Questi hanno influenzato enormemente l’occidente e hanno avuto anche un destino molto più tragico. Prima della grande Shoah gli ebrei delle zone che andavano dall’estremo est Europa fino al centro Europa hanno subito persecuzioni, pogrom, espulsioni e ogni sorta di segregazioni e vessazioni. Quegli ebrei essendo nella parte che, dopo la scoperta delle Americhe, ha conquistato l’egemonia hanno costruito la relazione col mondo “altro” in modo molto più difficile. Però questo ha stimolato le comunità ebraiche verso una direzione che ha creato quel grande fenomeno del mondo dello Yiddish, che è stato un fatto di carattere spirituale, culturale, intellettuale e filosofico in grado di prendere dall’occidente e di scambiare con esso. Il prodotto ha determinato una influenza sul mondo più in generale. 

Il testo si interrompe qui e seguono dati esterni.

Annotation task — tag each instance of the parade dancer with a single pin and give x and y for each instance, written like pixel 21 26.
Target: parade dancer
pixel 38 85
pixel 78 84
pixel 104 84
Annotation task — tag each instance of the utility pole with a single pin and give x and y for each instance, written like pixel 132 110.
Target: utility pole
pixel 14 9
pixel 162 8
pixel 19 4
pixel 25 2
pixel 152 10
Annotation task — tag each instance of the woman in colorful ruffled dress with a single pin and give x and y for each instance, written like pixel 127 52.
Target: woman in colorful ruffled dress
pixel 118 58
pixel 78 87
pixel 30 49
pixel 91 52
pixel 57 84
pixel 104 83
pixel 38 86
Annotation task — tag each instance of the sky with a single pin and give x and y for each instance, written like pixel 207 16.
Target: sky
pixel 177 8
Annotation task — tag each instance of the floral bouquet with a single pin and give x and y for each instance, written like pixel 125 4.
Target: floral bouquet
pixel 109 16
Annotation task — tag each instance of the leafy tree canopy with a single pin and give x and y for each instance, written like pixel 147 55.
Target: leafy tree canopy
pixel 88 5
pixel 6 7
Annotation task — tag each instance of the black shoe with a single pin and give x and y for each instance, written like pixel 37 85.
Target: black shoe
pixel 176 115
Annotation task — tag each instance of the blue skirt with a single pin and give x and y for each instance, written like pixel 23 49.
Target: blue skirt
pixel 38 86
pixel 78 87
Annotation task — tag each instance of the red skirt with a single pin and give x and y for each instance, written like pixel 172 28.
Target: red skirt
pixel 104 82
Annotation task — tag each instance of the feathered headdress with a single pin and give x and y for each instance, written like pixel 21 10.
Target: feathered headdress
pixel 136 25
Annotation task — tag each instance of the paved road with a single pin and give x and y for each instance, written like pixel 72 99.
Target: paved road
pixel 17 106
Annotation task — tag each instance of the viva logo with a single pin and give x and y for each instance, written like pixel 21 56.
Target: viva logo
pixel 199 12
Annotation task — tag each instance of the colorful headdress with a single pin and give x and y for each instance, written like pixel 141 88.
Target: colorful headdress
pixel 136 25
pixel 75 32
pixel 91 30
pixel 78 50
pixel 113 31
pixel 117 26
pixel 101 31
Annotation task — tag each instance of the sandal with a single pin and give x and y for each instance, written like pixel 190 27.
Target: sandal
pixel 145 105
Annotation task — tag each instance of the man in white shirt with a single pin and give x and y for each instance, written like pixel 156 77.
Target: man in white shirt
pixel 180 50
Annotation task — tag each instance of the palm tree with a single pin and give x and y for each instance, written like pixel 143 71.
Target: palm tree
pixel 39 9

A.D.: Tu, a partire dal tuo essere ebreo, esprimi una cultura che è l’esatto opposto di quella che ci propone il sionismo. Che ne pensi?

M.O.: Io sono un ebreo della diaspora. Sono un ebreo che crede che la vera patria ebraica sia l’esilio. Il nazionalismo mi è totalmente estraneo per alcune ragioni. Prima di tutto il nazionalismo ebraicamente si traduce con questo termine: idolatria della terra. È vero che nella Bibbia la terra è indicata come luogo per recarvisi, ma a mio parere non è per creare un’identità nazionalista, violenta, militare come quella di Israele, è per creare un modo di vivere ebraico.

Nella mia interpretazione personale è un luogo dove si vive da stranieri fra gli stranieri e dove si sa essere stranieri a sé stessi, perché c’è un versetto del levitico che lo dice in modo esplicito. E’ Dio che dice agli ebrei: davanti a me siete tutti stranieri soggiornanti, quindi è tutto fuorché la terra del nazionalismo, secondo me: opinione di Moni Ovadia.

Non solo, io odio il nazionalismo con tutte le mie forze perché è stato il nazionalismo che ha creato gli antisemitismi più feroci in particolare quello nazista, che era una forma estrema di nazionalismo.

Posso io accettare un nazionalismo ebraico dopo quello che gli ebrei hanno subito dal nazionalismo nazista? Per me è impossibile e quindi ho cercato tutto il grande splendore che ha creato, malgrado tutte le difficoltà e le sofferenze, l’immenso ebraismo dell’esilio.

Da lì sono venuti gli Einstein, i Freud, i Marx, da lì è venuto Trotsky, persino Lenin aveva un quarto ebraico, suo nonno materno era un ebreo svedese. Da lì è venuta tutta quella cultura che si è fondata sull’etica, sulla libertà, sull’uguaglianza fra tutti gli uomini.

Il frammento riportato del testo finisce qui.